Thursday, October 05, 2006

On Psychologically Warfaring (and stillness)

My friend does not believe that I am a victim of this. She is wrong. She is also a linguistic pioneer, verbing it with that noun as she has done above. When she used my own language against me, today at lunch, in a way that made all the fire in my belly-ness, resignation, and painful clarity I had forced myself to drum up so that all I could do was laugh far too loudly, she helped me remember that she is a genius. That is why we are such good friends. Two geniuses who can't get enough croissants and Coca Cola. And also meat. We will never understand the veggies. But back to this genius moment of hers. She succeeded in redirecting my fatalistic thoughts and put an absolute halt (however temporarily) to a potentially bridge-burning conversation I had completely worked out in my head last night and this morning.
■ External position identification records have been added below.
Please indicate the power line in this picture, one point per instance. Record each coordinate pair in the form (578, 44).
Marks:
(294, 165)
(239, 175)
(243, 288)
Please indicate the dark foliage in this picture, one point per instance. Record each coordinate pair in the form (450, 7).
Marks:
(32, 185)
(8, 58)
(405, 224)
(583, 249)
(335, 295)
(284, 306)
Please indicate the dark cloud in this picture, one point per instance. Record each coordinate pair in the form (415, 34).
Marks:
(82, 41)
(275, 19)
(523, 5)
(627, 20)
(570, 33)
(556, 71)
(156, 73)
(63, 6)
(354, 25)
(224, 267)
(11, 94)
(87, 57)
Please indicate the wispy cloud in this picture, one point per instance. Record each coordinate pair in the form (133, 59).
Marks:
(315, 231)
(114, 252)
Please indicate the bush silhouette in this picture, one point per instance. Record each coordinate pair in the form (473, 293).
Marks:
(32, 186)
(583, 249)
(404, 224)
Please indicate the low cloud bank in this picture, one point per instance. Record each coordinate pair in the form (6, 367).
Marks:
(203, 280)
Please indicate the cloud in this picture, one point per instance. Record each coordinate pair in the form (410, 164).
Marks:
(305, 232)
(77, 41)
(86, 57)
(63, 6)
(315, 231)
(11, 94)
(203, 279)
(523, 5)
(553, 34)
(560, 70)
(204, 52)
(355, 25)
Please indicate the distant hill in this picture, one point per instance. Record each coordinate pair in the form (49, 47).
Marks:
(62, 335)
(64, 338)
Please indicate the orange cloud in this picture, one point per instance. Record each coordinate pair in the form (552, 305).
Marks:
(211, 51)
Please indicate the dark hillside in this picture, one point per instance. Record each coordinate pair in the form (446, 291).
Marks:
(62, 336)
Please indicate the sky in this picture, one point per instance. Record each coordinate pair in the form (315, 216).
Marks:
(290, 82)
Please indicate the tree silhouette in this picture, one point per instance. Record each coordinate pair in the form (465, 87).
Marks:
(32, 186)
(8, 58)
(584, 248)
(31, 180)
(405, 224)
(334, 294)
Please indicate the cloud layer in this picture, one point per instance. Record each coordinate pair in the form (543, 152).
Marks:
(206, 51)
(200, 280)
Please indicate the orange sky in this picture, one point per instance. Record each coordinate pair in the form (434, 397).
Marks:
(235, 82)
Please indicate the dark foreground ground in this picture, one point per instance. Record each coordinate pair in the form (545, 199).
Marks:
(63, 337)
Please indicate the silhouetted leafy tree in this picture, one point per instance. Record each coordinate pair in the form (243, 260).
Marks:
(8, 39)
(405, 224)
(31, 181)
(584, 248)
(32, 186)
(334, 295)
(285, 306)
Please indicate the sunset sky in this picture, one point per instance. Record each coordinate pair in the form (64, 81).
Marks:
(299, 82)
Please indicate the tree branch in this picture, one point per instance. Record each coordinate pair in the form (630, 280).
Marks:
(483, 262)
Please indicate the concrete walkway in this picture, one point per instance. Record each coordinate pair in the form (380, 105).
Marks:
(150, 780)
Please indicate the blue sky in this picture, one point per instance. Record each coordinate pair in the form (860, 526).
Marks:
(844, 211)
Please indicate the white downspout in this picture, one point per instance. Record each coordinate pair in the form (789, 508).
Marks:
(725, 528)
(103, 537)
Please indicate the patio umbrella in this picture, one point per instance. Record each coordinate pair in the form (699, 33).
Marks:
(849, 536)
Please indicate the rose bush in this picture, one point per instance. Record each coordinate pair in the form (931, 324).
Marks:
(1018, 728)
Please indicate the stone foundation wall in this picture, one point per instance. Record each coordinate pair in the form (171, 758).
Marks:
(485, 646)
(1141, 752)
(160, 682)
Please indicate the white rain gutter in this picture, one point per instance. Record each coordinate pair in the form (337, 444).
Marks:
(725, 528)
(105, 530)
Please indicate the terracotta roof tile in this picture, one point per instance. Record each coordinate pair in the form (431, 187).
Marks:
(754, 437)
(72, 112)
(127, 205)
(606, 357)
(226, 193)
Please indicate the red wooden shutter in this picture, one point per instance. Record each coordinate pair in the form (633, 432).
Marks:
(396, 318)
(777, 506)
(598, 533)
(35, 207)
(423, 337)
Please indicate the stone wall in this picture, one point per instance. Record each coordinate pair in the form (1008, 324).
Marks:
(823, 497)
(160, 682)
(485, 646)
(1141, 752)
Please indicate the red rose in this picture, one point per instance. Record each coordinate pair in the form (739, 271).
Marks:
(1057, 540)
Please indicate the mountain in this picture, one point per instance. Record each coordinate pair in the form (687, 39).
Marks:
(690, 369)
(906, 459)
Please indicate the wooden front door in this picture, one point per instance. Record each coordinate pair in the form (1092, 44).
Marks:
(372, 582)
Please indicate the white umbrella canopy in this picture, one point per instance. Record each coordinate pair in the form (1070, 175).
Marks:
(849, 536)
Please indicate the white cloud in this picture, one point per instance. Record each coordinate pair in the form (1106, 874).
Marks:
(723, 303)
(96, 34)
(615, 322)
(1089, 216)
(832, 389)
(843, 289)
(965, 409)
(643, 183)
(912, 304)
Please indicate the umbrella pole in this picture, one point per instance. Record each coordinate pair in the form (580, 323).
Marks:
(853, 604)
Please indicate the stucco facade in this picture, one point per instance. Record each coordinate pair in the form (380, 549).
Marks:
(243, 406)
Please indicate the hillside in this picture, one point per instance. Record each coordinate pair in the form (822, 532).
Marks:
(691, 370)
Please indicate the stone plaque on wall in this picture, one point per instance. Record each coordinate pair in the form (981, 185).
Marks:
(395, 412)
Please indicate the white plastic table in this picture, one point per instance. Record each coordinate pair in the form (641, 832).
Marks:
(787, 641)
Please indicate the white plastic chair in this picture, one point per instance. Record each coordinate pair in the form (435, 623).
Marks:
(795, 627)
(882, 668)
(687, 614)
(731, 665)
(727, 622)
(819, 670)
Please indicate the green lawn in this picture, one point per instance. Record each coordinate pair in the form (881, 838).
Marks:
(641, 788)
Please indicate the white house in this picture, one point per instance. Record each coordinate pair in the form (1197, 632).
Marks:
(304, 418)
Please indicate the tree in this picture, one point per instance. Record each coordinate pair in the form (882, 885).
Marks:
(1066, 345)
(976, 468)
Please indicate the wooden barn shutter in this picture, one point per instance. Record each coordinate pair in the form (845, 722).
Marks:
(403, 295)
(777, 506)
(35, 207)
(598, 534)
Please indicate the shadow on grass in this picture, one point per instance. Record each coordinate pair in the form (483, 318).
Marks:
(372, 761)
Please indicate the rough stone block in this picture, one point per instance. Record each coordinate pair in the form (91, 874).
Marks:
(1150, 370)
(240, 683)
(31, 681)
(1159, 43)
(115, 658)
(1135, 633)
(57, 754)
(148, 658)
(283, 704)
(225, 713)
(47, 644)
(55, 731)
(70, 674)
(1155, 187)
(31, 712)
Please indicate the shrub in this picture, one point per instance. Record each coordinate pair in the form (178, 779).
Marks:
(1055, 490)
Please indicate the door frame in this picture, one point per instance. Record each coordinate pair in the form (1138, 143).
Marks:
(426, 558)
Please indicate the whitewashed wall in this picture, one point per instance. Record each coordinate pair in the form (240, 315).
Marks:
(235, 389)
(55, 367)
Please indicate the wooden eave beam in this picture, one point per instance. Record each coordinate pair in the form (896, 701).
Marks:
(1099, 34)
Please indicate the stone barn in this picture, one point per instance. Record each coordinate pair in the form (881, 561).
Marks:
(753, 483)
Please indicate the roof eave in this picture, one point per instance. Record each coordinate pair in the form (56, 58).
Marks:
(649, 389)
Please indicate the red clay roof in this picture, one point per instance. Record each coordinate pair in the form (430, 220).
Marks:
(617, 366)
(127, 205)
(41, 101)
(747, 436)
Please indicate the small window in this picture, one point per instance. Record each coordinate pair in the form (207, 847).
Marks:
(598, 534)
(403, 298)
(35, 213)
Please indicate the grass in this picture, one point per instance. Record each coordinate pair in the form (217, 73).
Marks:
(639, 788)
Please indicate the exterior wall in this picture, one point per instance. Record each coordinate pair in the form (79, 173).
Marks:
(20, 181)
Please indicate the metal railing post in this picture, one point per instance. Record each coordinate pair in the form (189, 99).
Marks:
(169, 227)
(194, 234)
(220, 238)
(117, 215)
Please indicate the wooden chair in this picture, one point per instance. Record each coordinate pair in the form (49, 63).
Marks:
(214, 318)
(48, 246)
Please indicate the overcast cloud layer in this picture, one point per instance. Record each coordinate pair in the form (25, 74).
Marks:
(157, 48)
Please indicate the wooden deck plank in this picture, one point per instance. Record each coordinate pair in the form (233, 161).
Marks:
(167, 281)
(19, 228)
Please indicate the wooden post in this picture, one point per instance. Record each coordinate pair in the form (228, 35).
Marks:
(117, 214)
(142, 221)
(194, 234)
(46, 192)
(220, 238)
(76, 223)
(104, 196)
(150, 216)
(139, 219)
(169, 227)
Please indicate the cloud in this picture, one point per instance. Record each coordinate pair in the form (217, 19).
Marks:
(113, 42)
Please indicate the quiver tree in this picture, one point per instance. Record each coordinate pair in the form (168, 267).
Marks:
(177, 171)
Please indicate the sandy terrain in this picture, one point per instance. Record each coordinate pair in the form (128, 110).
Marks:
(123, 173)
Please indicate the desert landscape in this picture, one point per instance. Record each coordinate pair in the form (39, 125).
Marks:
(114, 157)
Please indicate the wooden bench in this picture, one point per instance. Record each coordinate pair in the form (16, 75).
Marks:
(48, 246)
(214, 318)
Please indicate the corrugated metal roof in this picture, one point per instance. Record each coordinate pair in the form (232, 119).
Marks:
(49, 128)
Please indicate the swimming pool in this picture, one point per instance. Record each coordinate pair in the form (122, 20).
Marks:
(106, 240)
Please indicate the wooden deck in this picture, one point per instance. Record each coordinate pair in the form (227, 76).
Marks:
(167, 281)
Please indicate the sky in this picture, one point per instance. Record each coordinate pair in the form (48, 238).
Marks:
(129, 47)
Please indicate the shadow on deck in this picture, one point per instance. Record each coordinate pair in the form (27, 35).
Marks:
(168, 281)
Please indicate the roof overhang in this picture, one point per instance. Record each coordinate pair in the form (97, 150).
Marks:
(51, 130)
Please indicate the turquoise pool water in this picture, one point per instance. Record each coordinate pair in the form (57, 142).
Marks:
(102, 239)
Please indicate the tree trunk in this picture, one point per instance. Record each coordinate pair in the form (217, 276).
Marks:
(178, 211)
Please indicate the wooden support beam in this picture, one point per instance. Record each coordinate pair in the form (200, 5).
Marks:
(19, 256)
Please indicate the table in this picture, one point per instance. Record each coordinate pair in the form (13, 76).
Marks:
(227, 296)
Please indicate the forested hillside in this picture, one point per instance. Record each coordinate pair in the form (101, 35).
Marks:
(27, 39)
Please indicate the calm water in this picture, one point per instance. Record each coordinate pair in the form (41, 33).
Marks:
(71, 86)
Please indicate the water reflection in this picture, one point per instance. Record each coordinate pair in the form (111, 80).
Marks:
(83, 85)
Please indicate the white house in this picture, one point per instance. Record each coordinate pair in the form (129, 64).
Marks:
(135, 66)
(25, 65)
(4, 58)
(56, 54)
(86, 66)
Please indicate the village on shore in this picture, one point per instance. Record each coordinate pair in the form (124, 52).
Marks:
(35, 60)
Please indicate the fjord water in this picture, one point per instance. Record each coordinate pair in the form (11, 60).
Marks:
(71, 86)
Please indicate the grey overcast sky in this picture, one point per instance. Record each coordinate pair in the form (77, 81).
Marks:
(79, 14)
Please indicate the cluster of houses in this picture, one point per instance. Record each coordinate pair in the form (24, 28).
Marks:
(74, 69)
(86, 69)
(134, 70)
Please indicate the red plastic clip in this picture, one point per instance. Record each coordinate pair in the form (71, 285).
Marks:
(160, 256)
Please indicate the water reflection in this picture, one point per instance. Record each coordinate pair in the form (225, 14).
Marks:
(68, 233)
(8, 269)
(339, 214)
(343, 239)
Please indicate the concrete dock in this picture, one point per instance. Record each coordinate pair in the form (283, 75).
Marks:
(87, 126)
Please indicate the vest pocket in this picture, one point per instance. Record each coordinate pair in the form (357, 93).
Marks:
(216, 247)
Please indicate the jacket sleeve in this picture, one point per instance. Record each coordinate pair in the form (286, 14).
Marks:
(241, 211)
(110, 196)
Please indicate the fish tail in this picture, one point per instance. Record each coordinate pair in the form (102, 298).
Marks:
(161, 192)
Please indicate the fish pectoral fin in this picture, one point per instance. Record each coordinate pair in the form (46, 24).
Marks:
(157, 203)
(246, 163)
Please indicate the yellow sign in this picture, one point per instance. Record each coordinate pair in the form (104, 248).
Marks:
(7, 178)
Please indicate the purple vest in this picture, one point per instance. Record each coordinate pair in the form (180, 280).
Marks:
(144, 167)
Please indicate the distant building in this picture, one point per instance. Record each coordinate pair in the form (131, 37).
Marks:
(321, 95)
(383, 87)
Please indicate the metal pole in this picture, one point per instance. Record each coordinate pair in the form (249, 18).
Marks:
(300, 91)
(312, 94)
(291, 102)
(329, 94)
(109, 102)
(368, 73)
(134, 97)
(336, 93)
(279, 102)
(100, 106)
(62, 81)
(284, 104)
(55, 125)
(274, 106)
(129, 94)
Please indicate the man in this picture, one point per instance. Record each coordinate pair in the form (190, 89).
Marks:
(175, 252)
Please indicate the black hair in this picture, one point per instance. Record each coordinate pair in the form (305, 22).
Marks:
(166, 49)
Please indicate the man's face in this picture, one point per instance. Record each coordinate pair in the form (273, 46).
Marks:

What I was going to say was very clever. Cut to the quick-ish stuff. Show some such-and-such that I am smarter than he is and I will decide for the both of us rather than continue living in the most horrific sort of limbo a girl could conceive of. Even a writer-girl. Even one who can formulate worst case scenarios like no other human being on the planet. Even one who always, always thinks the worst so she's always prepared for...whatever. But it is much more awful, I'm saying, to leave someone like me in the wind...unattended...without an anchor...without even an iota of certainty. Because I am the queen of inventing my own certainty. Even if all I needed to do was be patient. I am not the queen of patience. At. All. Waiting is like a brain disease with me. Waiting makes me feel like I'm being made a fool of. That my intelligence is being insulted. That my capacity for reason...all my smarts, as well...are corroding the more I do it. And I don't want tiny portions of my brain to be eaten away at. I value it. Ever so much. I can't bear the thought of labels like "foolish girl" and "stupid girl" and "ridiculous, waiting, idiot" to be attached to it. I can't hardly sit still for something like that. No sir.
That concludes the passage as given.